Avant de partir, il nous explique que de toute façon, à part le projet d’université, la ville coordonne surtout des projets plus qu’elle n’en supporte. En effet, le budget pour 30 000 habitants est de l’ordre de 700 000 euros, et son prédécesseur lui a laissé 500 000€ de dettes… Sur la route du retour, José nous dira qu’il connaît d’autres maires, mais qu’on lui a conseillé parfois de ne pas passer par eux, tant l’on risquerait de se faire récupérer par des enjeux électoraux. Cela m’enchante grandement que l’on puisse naviguer dans les eaux de la politique des élus locaux avec un tel gouvernail. Nous pourrons profiter des réseaux certainement les plus développés du Guatemala, que sont les associations et les politiques, sans prendre trop de danger. D’ailleurs à Cunen, nous devrions commencer par travailler, comme à Chicaman avec une responsable de groupes de femmes qui travaille également avec plus de 300 femmes. L’année passée, le pourcentage de femmes était de 50%, nous monterons à plus de 65% cette année et n’aurons donc aucun mal à faire progresser ce taux. Ici elles sont en fait souvent très organisées et il suffit de connaître les responsables.

Nous quittons José pour le café internet. Finalement nous ne pourrons aller voir demain les responsables de Sacapula, et il semble que ce sera difficile de les voir avant notre départ. C’est dommage, j’aimerais que tous les gens qui travaillent avec nous, nous voient au moins une fois avant d’initier quoi que ce soit, tant ces deux années, nous avons eu des problèmes d’incompréhensions lorsqu’il s’agissait de travaux commençants. Sylvain est fatigué et a très mal à la tête. Avant d’aller se coucher, il me dira qu’il est quand même dommage que nous ne puissions travailler avec Joaquin. Certes, mais si l’on peut diminuer par trois nos coûts durant l’année prochaine, ça sera avec plaisir. Pour ma part, je reprends avec un peu plus de sérieux mes activités d’écriture où j’avais pris du retard. Si vous regardez attentivement, nous faisons en moyenne 4h de transport par jours depuis mercredi, et ça fatigue un tantinet. Du coup le soir, on est moins sérieux. Mais comme je réalise aujourd’hui qu’il ne me reste plus qu’une semaine ici et que l’on est loin d’avoir terminé le travail, je me remets au travail.

5 commentaires:

nicolasmeunier a dit…

Waaaaaaf, 10 jours de vacances et me voilà avec 2 bonnes heures de lecture en retard...
Ca y est, je suis à jour ! Je vois que tout roule et que vous allez devoir faire un bon gros tri dans les sollicitudes. Comme souvent dans ce cas, vous allez fixer un nombre de critères et finir par faire des choix arbitraires mais qui auront l'air justifiés ;) C'est ça la vraie vie.
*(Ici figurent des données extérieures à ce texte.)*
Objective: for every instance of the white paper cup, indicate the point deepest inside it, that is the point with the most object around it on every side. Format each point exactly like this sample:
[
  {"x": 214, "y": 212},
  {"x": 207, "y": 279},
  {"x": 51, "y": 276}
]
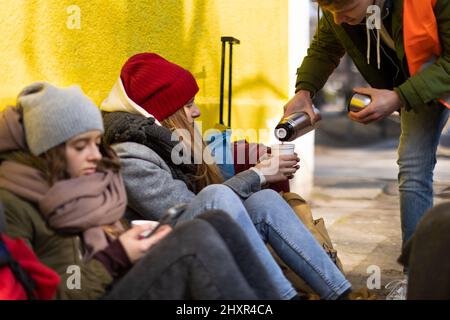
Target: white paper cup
[
  {"x": 282, "y": 149},
  {"x": 150, "y": 223}
]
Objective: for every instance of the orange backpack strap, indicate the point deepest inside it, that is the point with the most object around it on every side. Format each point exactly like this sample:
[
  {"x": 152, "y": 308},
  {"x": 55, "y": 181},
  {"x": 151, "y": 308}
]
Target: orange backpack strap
[{"x": 421, "y": 37}]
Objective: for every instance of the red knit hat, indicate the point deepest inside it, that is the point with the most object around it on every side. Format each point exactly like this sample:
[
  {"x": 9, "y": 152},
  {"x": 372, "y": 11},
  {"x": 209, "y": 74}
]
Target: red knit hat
[{"x": 157, "y": 85}]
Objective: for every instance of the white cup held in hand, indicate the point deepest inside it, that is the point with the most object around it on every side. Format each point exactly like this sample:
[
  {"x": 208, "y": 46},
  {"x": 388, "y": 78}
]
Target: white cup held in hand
[{"x": 152, "y": 224}]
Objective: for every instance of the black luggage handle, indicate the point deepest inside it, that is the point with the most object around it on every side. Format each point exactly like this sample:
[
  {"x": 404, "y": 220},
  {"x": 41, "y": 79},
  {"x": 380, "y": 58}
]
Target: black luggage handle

En tout cas, c'est vraiment bien de pouvoir rencontrer tous ces gens, vous comblez progressivement toutes les lacunes du projet tel qu'il a été lancé l'an dernier. L'avenir nous dira leurs sérieux.

Quand est-ce que tu rentres en France Guillaume ?

Bref, bravo à vous, et merci de nous tenir au courant aussi précisément.

Besooooos.

guillaume.virag a dit…

Après quelques cinq heures d'analyses de sollicitudes, ta description me semble très juste :) . Pour nous le plus difficile, c'est qu'on va refuser à certains endroits des sollicitudes qui auraient été les meilleures à d'autres endroits.

Pour les lacunes, on en comble quelques unes, mais on en découvre beaucoup. Enfin, on va encore beaucoup galérer pendant quelques temps, mais ça devrait s'améliorer petit à petit.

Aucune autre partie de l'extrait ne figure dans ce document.